Coca-Cola and PepsiCo are using their Irish-based subsidiaries to ship product to Iran and skirt US trade sanctions with the pariah state.
The two cola giants are shipping concentrate from their Irish operations to Iran, where it is then bottled for sale.
A loophole in the sanctions allows American companies to ship certain foodstuffs to Iran by using overseas subsidiaries.
This means Coca-Cola and PepsiCo can sidestep the trade sanctions, while also benefiting from Ireland 12.5 per cent corporation tax rate.
Reliable statistics for the size of the soft drinks market in Iran are not available. Some reports, however, suggest that it could be worth as much as $1 billion annually. In 2006 Iranians drank an average 95 bottles of soft drink, which is expected to rise to 120 by 2010.
PepsiCo confirmed that it has shipped concentrate from Ireland to Iran since 2002. "This is perfectly lawful," said Dick Detwiler, senior vice president for pubic affairs at PepsiCo International. "The products of dozens of companies in America are sold in that market."
PepsiCo, which has manufacturing operations in Cork, employs about 400 people in Ireland and has invested more than €200 million here in the past five years, according to Mr Detwiler.
"Ireland is one of our larger concentrate facilities," Mr Detwiler said.
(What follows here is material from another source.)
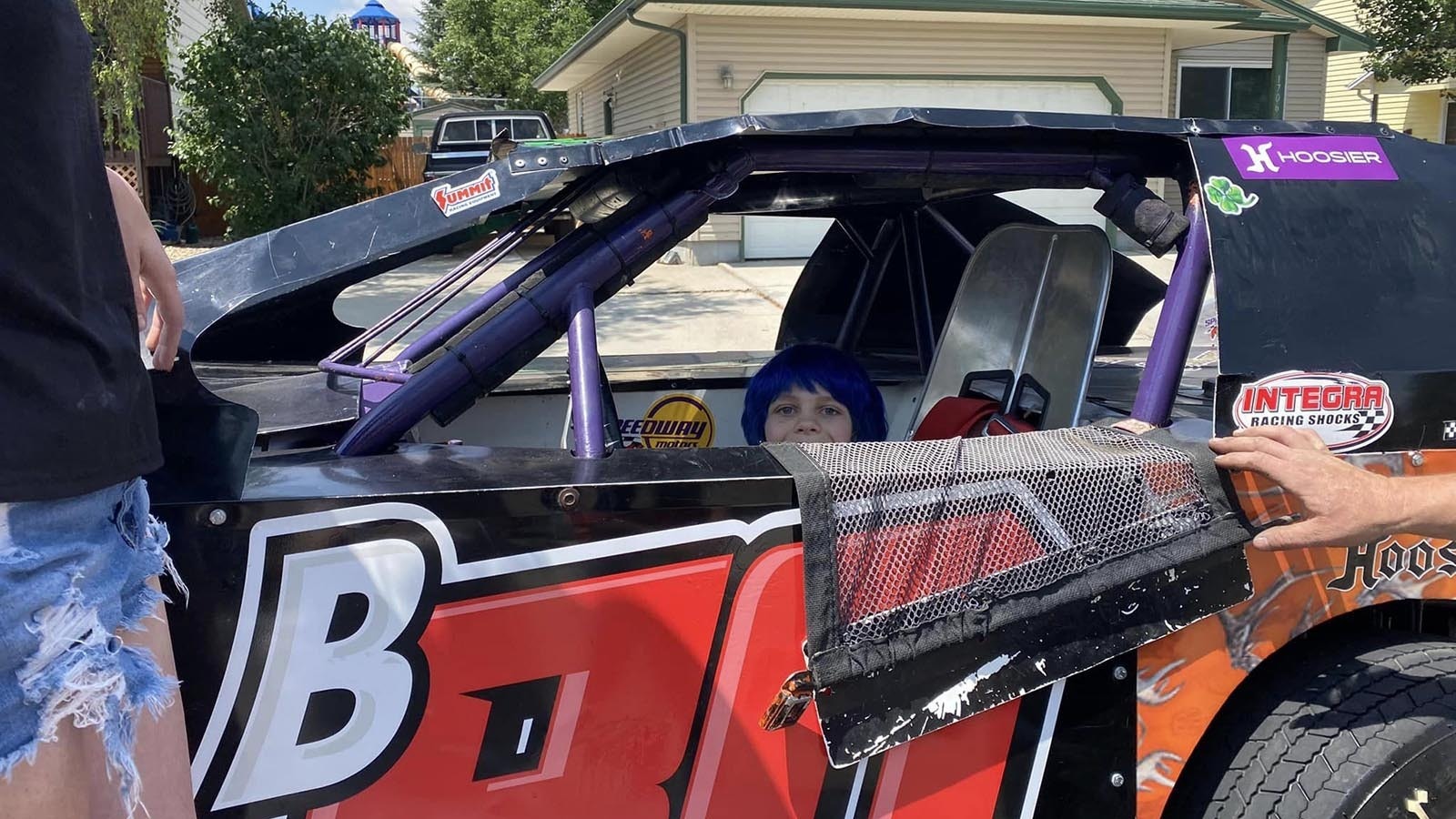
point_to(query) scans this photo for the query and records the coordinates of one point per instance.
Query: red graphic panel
(743, 770)
(625, 656)
(954, 771)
Coca-Cola, which has had manufacturing facilities in Ireland since 1974, would not confirm that its Irish subsidiary ships cola concentrate to Iran. "Our Irish concentrate facility exports to customers on six continents," said Charles Sutlive, a senior communications executive at the Atlanta-based multinational.
Informed sources, however, confirmed that Ireland is being used by Coca-Cola to ship concentrate to Iran. This is bottled in Iran by a local company called Khoshgovar, which also produces its own brands of cola and is thought to control about 50 per cent of the soft drinks market there.
Khoshgovar also licences Fanta, Sprite and Dasani water from Coca-Cola, although it is not clear if all of this is sourced from Ireland.
Relations between Iran and the US have been frosty since the 1979 Islamist revolution, which saw the Shah overthrown. That resulted in Coca-Cola and PepsiCo leaving the market and trade sanctions being put in place.
These were eased in the early 1990s, with the result that Coca-Cola and PepsiCo gradually built up relationships with local producers again.
A tightening of sanctions under president Bill Clinton's administration and the current stand-off between Washington and Tehran over uranium enrichment has since made it difficult for US corporations to do business in the country.
Neither brand is popular with conservative clerics in Iran and hardliners often appear on television to denounce both Coke and Pepsi. This has not stopped trendy, young Iranians from consuming the American brands in large numbers.
"Coke is ubiquitous in Iran," said John Teeling, an Irish entrepreneur who controls a company called Persian Gold and is a frequent visitor to Iran. "You see people drinking it everywhere."